La preparación personal, la valía del elegido por el gran jefe como candidato para algo, es secundaria. Lo que importa es que el elegido sea sumiso y genuflexo, sonría y aplauda cualquier palabrita o decisión del mandamás.
Que la valía es lo de menos se puede comprobar en cualquier momento y lugar: A alguien lo pueden proponer hoy para ujier, palafrenero o mozo de espuelas y, mañana, si ha abanicado bien el jefe, se tratará de ascenderlo a jefe de negociado o a primer jinete. Y si no es manso, a la dura calle.

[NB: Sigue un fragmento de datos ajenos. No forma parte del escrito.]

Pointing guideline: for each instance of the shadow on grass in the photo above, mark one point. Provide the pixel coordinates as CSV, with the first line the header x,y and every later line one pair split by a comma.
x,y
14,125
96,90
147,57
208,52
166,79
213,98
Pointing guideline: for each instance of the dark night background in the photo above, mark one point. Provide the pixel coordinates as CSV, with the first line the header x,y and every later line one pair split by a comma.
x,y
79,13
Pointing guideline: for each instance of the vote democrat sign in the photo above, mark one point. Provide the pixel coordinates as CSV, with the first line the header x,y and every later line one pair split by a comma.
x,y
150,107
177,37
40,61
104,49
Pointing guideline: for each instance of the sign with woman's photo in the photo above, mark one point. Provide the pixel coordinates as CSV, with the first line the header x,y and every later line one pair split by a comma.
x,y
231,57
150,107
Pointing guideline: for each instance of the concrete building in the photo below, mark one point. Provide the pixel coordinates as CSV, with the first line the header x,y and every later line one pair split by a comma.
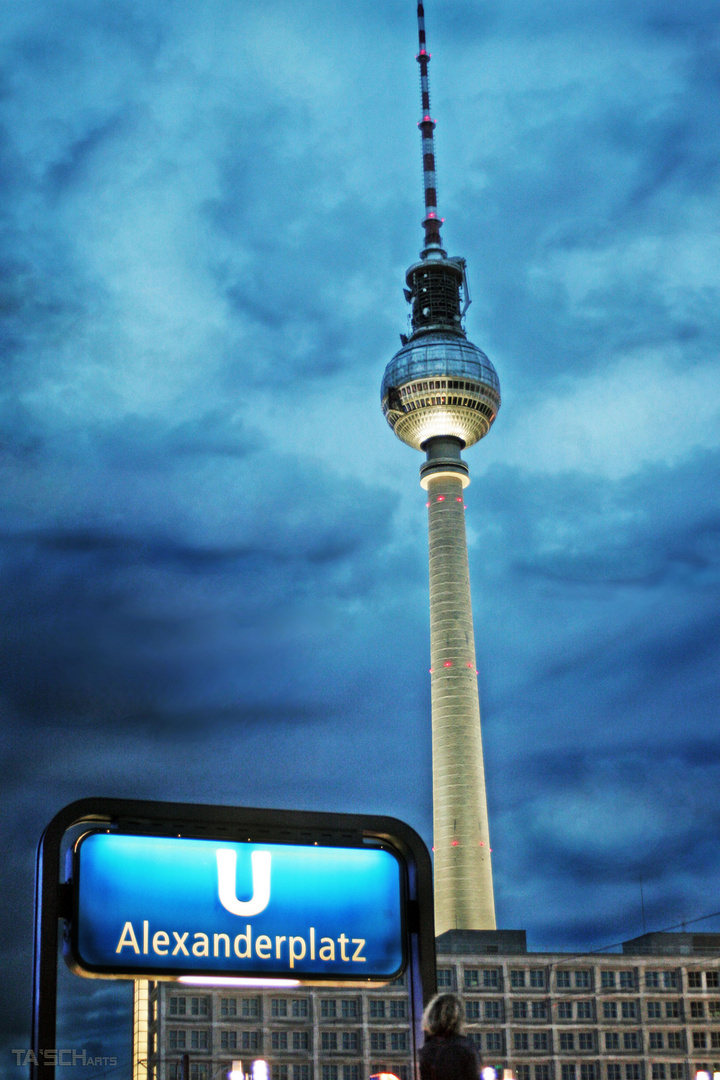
x,y
651,1012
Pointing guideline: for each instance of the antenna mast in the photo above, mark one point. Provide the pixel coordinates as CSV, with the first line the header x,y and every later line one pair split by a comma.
x,y
432,221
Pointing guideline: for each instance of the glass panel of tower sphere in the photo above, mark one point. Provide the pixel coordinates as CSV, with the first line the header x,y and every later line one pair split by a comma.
x,y
437,385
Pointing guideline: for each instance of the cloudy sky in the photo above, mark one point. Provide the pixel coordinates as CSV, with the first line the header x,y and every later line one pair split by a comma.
x,y
214,569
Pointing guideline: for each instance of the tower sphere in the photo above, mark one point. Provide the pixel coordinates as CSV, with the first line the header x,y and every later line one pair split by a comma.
x,y
439,385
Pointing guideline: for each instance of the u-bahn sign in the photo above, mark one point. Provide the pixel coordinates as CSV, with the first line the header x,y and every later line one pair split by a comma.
x,y
149,905
172,890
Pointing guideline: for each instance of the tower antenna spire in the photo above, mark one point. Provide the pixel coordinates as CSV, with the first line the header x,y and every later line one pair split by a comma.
x,y
431,223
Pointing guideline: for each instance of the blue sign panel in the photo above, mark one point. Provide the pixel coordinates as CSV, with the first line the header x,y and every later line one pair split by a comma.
x,y
161,905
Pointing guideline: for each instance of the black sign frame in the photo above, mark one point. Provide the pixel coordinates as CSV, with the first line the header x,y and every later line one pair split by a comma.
x,y
54,896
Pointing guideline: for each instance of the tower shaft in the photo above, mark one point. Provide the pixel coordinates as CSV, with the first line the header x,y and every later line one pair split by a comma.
x,y
463,874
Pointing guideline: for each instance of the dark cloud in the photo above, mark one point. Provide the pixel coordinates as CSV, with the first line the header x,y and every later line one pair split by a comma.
x,y
214,557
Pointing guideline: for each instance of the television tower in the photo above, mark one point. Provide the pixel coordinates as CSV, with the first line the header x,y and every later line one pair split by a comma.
x,y
439,394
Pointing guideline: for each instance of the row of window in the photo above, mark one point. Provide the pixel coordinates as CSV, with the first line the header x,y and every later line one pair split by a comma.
x,y
250,1008
339,1041
408,406
587,1041
583,1010
579,979
202,1070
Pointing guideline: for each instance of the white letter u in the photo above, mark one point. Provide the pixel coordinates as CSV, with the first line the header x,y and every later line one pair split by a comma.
x,y
227,865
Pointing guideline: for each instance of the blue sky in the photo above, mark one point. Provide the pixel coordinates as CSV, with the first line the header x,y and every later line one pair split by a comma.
x,y
214,570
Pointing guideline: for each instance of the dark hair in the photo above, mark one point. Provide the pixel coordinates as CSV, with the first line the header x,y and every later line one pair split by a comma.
x,y
444,1015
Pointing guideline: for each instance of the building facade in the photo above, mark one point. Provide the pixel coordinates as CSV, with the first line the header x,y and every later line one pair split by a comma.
x,y
651,1012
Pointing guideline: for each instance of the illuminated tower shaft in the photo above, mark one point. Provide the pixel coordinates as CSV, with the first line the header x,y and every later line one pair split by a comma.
x,y
463,875
440,393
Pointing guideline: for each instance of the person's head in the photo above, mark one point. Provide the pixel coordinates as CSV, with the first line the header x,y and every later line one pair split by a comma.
x,y
444,1015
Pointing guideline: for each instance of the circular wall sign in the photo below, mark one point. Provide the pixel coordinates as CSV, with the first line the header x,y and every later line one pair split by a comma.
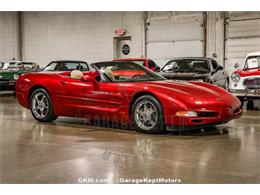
x,y
125,49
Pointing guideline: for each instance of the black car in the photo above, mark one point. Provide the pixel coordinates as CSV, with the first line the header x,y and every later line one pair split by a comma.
x,y
67,65
196,69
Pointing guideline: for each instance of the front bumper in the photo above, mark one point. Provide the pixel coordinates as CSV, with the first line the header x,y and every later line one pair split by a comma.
x,y
251,93
7,85
193,123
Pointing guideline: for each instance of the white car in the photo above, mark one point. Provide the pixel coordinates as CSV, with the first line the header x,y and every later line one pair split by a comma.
x,y
246,82
1,65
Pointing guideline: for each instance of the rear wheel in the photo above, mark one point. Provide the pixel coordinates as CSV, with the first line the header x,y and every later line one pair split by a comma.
x,y
147,115
41,106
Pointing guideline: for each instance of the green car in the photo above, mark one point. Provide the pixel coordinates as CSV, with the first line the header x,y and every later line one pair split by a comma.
x,y
11,71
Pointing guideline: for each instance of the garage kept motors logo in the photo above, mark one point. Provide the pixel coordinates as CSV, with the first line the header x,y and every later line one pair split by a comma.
x,y
125,49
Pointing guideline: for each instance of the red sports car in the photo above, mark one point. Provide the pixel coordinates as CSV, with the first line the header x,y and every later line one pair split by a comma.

Ejemplos vivos: Pedro y Pablo están condenando a las tinieblas exteriores a los susanistas (Pedro) y a los marianosorayistas (Pablo) porque temen que no les tiren besitos; a algunos los destierran, a otros los mandan directamente al cementerio político.
Si esos cambios o defenestraciones se debieran a la idea de que los cargos políticos (diputados, alcaldes, concejales) no debieran ser permanentes la cosa sería hasta plausible; pero, no, esos cambios se deben a la sola voluntad del jefe.
En nuestro entorno tenemos un buen ejemplo de ello. Hace unos días, los periódicos, tanto los de papel como los digitales, publicaron algo que nos afecta indirectamente. Decían que a un pepero obediente, cuya condición económica y profesional no era muy boyante, hace dos años los “genoveses” (los mandones de la calle Génova) lo nombraron jefe de gabinete de la alcaldesa de aquí, de Pozuelo.
Las lenguas (¿malas?, ¿largas?, ¿viperinas?) aseguran que la alcaldesa no lo recibió bien porque le había sido impuesto y cuando pudo lo puso de patitas en la calle.
Nadie pone en duda la capacidad laboral e intelectual del despedido o huido. Lo que ya es un poco más anómalo es que sin haber podido demostrar si vale para algo o no y como no le iba bien en Pozuelo ahora le manden a Majadahonda.
¿Qué es lo importante: el bienestar del elegido o el de los vecinos de uno u otro lugar? ¡Cosas veredes, amigo Sancho!
(Algunas de esas lenguas dicen que la propuesta como candidato para la alcaldía de Majadahonda de quien tuvo que dejar Pozuelo es una maniobra de la dirección pepera regional para darle en la jeta a la alcaldesa de aquí, quien ha sido propuesta como candidata por la dirección nacional después de comer jamón sin contar con la regional. Es decir: el cainismo en estado puro).
Después de lo anteriormente dicho, recapacitamos y nos da por examinar los currículos de quienes son propuestos como representantes o incluso gobernantes de un territorio (región, provincia, municipio).
Además de que no es excepcional que los tales no tengan nada que ver con el territorio, ocurre que muy pocos de ellos serían contratados para trabajar en nuestra empresa. Puede que se haya sido alguacilillo en una provincia del Noroeste y este año, en las elecciones, se le proponga como paniaguado en una del Sudeste o dejarlo con el culo al aire porque al mandamás se le antoja. Al fin y al cabo, se hace lo de siempre: lo que quiere el jefe.
Acaso en eso consista la erótica del poder: En jo…robar a quien le venga en gana.
La anómala e irracional forma de elección de candidatos en un año como éste en el que tendremos que hacer hasta cuatro elecciones (europeas, nacionales, regionales, locales) los resultados pueden ser contradictorios. No será raro que los resultados obtenidos por los diversos partidos sean muy diferentes en unas elecciones y en otras.
Algunos de mis colegas jubilatas me dicen que eso es lo que van a hacer: no votar en todas ellas al mismo partido. Y ¡sobre todo en Pozuelo! donde por lo que vamos viendo no todo el monte es orégano, o lo que es lo mismo: no todos los candidatos huelen bien.